My wife and I went to the States this past week to attend the funeral of a niece.  She was not someone with whom I have had much contact, but as the daughter of my brother-in-law, who was absolutely devastated, I felt we should go.  She was about the age of my children (40’s), and she died in a tragic skiing accident.  She was an avid and very good skier, skiing with the man she hoped to marry.  She had stopped on the slope to clean her goggles, and was struck from behind by an out-of-control skier.  She was wearing a helmet, but the impact was so great that it broke her neck and she died instantly.  The out-of-control skier was not injured.

Many of us have had our parents, friends and relatives die, but I feel that the death of one’s child, particularly so un-necessarily, is the ultimate tragedy.  Our children are the ones who are carrying into the future not only our genes, but our values, beliefs and aspirations.  The death of a child not only leaves us in deep mourning, it constricts us: heart, mind and soul.  And in this case, one cannot help but wonder what if.  What if her goggles didn’t get fogged?  What if she had been three feet to the right or the left?  What if the other skiier hadn’t been so stupidly careless?  What if her man had been standing directly behind her?  (He was standing beside her.)

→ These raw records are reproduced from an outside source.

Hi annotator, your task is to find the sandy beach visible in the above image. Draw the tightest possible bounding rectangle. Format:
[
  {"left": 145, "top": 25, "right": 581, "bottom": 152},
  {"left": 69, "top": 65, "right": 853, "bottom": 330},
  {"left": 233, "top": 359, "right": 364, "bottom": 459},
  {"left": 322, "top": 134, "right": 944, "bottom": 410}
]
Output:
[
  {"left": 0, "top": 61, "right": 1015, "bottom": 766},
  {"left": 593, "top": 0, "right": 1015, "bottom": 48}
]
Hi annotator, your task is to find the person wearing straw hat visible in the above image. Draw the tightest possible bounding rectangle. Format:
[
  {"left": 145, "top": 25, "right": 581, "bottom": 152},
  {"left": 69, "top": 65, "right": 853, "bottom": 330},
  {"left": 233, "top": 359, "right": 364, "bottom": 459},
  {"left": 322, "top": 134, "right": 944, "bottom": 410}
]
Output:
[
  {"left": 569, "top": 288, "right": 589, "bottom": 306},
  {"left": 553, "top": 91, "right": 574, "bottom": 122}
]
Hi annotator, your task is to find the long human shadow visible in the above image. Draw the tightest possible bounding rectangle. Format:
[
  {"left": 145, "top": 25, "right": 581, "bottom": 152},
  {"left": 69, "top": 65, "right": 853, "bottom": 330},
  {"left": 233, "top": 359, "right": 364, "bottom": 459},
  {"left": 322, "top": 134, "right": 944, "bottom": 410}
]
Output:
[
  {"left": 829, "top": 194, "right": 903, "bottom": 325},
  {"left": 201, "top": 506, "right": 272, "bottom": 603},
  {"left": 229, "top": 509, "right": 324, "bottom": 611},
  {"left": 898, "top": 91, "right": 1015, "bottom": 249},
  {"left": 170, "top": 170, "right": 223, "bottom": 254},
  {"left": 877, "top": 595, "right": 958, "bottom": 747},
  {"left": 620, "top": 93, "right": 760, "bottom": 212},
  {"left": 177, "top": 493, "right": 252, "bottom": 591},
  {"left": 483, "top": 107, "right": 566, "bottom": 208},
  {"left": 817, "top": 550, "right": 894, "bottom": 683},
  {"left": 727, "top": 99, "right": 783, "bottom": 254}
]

Death features prominently in the writing of many novelists.  A death is often used to make a point, and often the point is that death is senseless, un-justifiable, un-reasonable.  Often, in real life, that is exactly the case.  And some writers go on to make the point that if death is senseless, there cannot be a loving God, because a loving God would never allow a senseless tragedy to happen to His people.  But, in my opinion, this argument overlooks an important point: it may look and feel senseless to us.  However, in an unknowable, cosmic context it may make sense.  Why is it unknowable?  Because if it were knowable, we would also know God, and if we really knew God we would not have free will.  Why no free will?  Can you imagine that anyone who really knew God, and therefore knew his plan for us, would actually do something that God didn’t like?  In other words, I believe that God’s gift of free will carries a price: we can’t know everything.

Looking back on my writing, death and its messages have been present in all my novels.  In Fishing in Foreign Seas, Jamie’s father develops incurable cancer.  He is terrified, but, gradually, he comes to terms with his life and the blessings of his sons and wife.  In Sin and Contrition, Gary, the ego-centric politician from a poor background, is approached by his long-absent father for money for a vital heart operation.  There is an argument, the two fail to agree, and the father dies.  Gary’s mother has dementia, but Gary leaves her care entirely to his sister.  Gary later regrets his behaviour.  Efraim’s Eye portrays the mind of a pathological terrorist: so committed to revenge that killing on the way to his grand attack is incidental.  In The Iranian Scorpion, the Iranian gallows casts its shadow over Robert and his father.  And in my fifth novel, Henry slides into deep depression after his exceptional son is killed in combat.  But in each case, there is some redemption, as, I think, there usually is in life.